Traveling to Canada, Mexico & Caribbean

A student or scholar in F-1 or J-1 visa status who wants to visit Canada, Mexico or the Caribbean islands for less than 30 days, and is not a citizen of the country they intend to visit, may be able to do so even with an expired visa, with a few exceptions.  This is called “automatic revalidation of the visa” and only pertains to countries that are adjacent to the United States (Cuba not included). Be sure to take the following documents:

  • A valid passport (valid for at least six months into the future).
  • The current or expired passport containing the expired visa.
  • A valid/current Form I-94.
  • A valid Form I-20 or DS-2019 with a recent signature from the Office of International Student Services.
  • Evidence of return transportation arrangements.
  • Sufficient funds for length of stay in Canada, Mexico or the Caribbean.
  • Evidence of current status in the U.S. (Rollins I.D., copy of current registration, etc.).
  • A tourist visa for the country to be visited, if required.

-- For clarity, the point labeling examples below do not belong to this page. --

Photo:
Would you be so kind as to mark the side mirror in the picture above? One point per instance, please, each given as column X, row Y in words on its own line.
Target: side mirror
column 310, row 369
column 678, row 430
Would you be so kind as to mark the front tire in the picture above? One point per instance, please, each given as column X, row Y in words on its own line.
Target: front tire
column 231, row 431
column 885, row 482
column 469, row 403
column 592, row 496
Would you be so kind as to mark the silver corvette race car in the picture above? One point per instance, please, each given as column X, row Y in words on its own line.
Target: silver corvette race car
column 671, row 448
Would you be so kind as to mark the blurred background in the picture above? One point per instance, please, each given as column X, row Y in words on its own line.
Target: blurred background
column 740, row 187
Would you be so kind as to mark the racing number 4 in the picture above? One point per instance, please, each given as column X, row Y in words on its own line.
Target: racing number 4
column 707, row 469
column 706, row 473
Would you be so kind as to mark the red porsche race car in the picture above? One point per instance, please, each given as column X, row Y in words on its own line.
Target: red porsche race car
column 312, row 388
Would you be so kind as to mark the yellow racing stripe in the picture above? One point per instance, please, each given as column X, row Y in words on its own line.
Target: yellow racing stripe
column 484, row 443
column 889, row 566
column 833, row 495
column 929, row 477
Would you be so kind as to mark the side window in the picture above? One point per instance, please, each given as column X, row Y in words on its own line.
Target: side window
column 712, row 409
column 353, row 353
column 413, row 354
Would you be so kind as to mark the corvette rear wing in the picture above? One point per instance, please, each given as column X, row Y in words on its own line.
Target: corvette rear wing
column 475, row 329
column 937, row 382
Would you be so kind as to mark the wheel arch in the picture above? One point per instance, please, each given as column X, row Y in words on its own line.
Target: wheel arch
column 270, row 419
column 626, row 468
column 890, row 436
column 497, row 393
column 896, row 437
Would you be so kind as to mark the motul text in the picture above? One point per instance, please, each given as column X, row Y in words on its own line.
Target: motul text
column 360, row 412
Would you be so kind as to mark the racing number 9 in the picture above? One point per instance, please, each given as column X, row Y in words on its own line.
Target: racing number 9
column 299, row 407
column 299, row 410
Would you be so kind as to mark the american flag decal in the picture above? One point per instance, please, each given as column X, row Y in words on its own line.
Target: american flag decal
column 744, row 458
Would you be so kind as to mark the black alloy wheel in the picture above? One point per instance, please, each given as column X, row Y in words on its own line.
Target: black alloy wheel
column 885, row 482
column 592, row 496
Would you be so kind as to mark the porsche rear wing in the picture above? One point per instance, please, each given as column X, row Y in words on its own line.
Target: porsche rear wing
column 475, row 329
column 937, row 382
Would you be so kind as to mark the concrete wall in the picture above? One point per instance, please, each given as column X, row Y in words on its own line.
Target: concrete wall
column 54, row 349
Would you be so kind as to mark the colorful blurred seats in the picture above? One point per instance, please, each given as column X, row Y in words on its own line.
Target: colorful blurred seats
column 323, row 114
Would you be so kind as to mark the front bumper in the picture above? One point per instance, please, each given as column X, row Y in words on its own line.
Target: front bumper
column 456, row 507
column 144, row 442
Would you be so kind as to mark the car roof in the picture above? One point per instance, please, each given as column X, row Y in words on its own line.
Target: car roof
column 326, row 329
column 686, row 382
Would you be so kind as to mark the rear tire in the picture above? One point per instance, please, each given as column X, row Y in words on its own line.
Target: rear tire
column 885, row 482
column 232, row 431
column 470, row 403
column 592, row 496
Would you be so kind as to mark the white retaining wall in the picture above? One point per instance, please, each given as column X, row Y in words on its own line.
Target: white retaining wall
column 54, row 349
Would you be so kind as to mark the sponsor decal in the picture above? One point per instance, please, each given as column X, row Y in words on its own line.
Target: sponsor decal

In April 2002, there were changes made to this rule.  Automatic Revalidation of Visa is no longer available to citizens of the following countries:  Iraq, Iran, Syria, Libya, Sudan, North Korea, and Cuba.  In addition, it is also not available for anyone who travels to Canada, Mexico, or the Caribbean, applies for a new visa to return to the U.S. and is denied the visa.  If the visa is denied, Automatic Revalidation of the Visa is not allowed and the person would need to return to their home country to apply at the U.S. Embassy there for a new visa.  With these exceptions, we highly recommend that you consult with an advisor in the Office of International Student & Scholar Services before planning any travel of this nature.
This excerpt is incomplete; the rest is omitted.